Mayfield Market Town’s proposal to build a new town of 7,000 to 10,000 houses on acres of pristine Sussex countryside has no local support.

The proposal has unleashed significant opposition from our local MPs, Parish & District Councils and local residents, and was deemed “unsustainable” by a Planning Inspector in March 2018, when the latest Mid Sussex Plan was adopted.

The development is being promoted on the basis of minimal commuting, but there is an established pattern of out-commuting from the district, which is likely to persist. Mayfield’s development plans do not provide enough retail and office space to meet their objective of “self containment” in employment.

Sir Nicholas Soames (Mid Sussex MP) on Mayfield:

Nick Herbert (Arundel & South Downs MP) on Mayfield:

The Low Weald Sussex is a significant floodplain on the banks of the tidal river Adur.

The proposed site is in an area prone to fluvial flooding with significant risks for settlements further downstream, such as Shoreham, Upper Beeding, Bramber and parts of Steyning, as simple mitigation onsite is unlikely to resolve the wider impact. Also identified are potential serious issues with wastewater disposal as well as inadequate areas for balancing large amounts of new surface water run-off. The additional wastewater and run-off arising from the Northern Arc development upstream in Burgess Hill, and potential impacts from the rise in sea levels given that the Adur is tidal, indicate that the challenges of the site will only worsen in the future.

There is a high-pressure gas pipeline and major electricity pylons running straight through the area of land Mayfields are proposing for their new development. The electricity pylons would need to be buried underground, costing millions of pounds; the cost of which will ultimately end up being paid by potential homebuyers.

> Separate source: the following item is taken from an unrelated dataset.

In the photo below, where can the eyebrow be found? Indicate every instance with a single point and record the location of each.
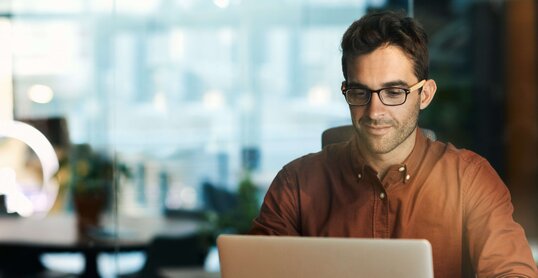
(394, 83)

In over 7 years of planning Mayfields have not provided any sustainable transport solutions.

The local highways network already operates at close to or above capacity and the additional traffic and trips generated by the proposed development would contribute towards severe congestion at several junctions and links unless extensive mitigation is clearly set out in advance of any development.

The development would create up to 46,000 trips every day including large increases at junctions such as Wineham Lane/A272, which would experience an increase of 900 trips turning out of Wineham Lane in the AM peak hour.

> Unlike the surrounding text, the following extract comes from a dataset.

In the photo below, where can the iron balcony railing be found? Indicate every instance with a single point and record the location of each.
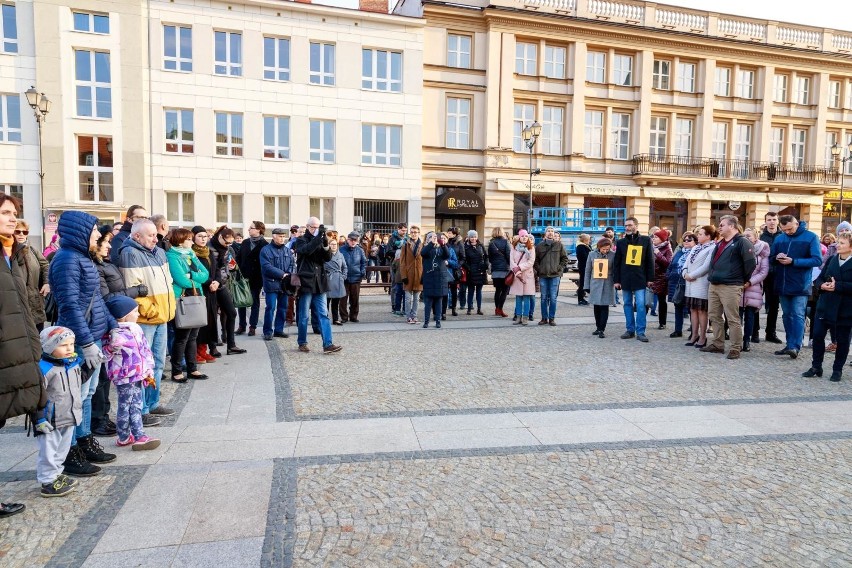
(692, 166)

The development would also conflict with the Air Quality Management Areas (AQMA) in place at the Stonepound Crossroads and the Cowfold double-mini roundabouts, and is likely to contribute towards severe congestion on the A23, the A23-A2300 junction, Hurtspierpoint High Street and the Stonepound Crossroads.

The nearest railway stations are located at least 9km from the site with limited parking and services running close to capacity. Bus services are currently very limited and even with the proposed additional services, the site is highly likely to rely on car travel as the most convenient mode of travel.